Requirements of S Corporation Owners to be Able to Deduct Owner/Employee Expenses
Posted by Charlie Forsyth
April 13, 2026

As S corporation owners are required to take a reasonable W-2 wage, they become dual status members of the company – owner and employee. While other business entity types have arrangements on how owners can deduct employee expenses they pay personally (and are later reimbursed by the company or paid directly by the company), S corporations must follow specific guidelines on how they pay and report these expenses.

The risk of not having an accountable plan can be costly; reimbursements of owner-employee business expenses must be included in the employee’s W-2 and subject to payroll taxes in addition to increasing the owner-employee’s income tax base. The expense can still be deducted at the S corporation level but you lose the benefit by including in the owner-employee’s income.

What kind of expenses do S corporation owners typically pay (or have the company pay on their behalf)?

Typical owner-employee expenses are home office, mileage, cell phone, internet, continuing education, travel, meals and lodging. Expenses must be ordinary and necessary and some expenses are subject to additional record-keeping requirements, for example mileage and meals.

What requirements does an accountable plan need to include?
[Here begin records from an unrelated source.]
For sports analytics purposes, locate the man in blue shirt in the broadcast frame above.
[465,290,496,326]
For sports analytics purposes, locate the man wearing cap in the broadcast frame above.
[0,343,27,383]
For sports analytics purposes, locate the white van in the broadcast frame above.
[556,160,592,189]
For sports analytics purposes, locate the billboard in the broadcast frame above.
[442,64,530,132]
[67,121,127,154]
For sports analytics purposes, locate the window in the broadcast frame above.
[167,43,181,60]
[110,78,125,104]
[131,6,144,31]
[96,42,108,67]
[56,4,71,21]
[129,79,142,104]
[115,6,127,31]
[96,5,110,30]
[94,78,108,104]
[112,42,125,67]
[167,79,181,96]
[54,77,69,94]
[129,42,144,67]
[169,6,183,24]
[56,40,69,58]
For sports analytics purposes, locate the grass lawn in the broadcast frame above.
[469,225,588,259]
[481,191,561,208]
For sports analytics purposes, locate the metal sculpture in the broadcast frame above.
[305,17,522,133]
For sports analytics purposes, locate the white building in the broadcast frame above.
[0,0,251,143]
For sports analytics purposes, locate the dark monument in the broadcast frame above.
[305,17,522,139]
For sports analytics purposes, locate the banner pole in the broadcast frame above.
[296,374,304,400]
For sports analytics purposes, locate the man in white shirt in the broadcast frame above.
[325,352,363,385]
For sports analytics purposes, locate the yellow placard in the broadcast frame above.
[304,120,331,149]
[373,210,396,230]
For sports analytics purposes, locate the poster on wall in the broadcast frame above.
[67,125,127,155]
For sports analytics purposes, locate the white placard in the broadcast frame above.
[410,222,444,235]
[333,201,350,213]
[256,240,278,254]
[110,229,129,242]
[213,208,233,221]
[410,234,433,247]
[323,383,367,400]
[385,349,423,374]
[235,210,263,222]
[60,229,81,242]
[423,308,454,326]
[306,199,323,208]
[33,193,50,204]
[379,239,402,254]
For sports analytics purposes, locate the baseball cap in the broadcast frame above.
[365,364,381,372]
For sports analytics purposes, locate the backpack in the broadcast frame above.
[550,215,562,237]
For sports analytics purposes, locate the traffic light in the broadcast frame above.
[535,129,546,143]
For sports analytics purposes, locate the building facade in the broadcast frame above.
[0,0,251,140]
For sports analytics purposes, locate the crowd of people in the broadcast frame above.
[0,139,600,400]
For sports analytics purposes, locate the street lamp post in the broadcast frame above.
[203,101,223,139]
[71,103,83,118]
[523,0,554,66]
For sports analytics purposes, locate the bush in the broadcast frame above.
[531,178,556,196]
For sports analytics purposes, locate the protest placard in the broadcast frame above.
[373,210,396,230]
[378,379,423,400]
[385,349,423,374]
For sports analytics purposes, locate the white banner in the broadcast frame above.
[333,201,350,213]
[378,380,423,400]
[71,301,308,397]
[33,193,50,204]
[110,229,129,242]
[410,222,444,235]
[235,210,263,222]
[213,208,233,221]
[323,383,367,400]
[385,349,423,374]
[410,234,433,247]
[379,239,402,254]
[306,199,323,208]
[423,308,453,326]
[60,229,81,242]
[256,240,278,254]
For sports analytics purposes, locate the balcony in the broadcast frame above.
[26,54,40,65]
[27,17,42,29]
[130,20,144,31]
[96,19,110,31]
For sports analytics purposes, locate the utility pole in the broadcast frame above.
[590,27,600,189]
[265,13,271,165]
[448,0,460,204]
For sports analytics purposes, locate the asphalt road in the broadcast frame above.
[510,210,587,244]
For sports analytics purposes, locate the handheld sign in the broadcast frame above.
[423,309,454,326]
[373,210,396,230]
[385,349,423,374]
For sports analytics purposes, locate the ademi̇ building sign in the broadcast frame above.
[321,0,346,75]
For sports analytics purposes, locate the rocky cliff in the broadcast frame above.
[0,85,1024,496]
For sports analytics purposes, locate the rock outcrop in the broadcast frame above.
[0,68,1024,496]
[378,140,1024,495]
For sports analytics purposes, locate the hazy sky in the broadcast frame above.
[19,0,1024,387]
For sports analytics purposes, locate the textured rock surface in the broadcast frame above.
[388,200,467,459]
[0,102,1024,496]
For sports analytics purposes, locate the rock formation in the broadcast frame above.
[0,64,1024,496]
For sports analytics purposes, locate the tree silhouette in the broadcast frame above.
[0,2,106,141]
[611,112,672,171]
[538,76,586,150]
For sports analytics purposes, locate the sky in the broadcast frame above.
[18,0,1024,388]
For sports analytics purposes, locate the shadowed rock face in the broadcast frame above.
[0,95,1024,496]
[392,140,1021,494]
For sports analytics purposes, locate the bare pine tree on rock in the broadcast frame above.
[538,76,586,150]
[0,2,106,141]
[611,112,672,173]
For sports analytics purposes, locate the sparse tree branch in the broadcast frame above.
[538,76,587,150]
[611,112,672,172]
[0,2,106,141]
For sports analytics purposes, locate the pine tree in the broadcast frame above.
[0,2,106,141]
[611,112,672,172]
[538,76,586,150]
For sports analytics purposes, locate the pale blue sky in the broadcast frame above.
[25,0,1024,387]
Accountable plans must include that payments that are paid or incurred by an employee are made in connection with the performance of services as an employee of the company. Additionally, payments must be substantiated – certain payments require higher substantiation than others (think of the types of expenses that are more likely to be abused as personal expenses like meals and mileage), but all expenses must be substantiated by information that enables the S corporation to identify the specific nature of each expense and to conclude that the expenses is attributable to the payor’s business activities. So, an itemized receipt could likely suffice here. Lastly, if reimbursements are made, excess amounts must be returned to the S corp if amounts are in excess of the substantiated expenses.

Other items to consider

S corporations should not pay flat monthly amounts to owner-employees, but rather the exact amounts of the expenses incurred. Once an accountable plan is drafted, it should be signed by the owner(s) of the S corporation and kept with other corporate documentation like the articles of incorporation/organization, bylaws/operating agreement, S corporation election and S corporation acceptance letter. The records of reimbursed owner-employee expenses such as receipts and mileage logs should be kept for 7 years.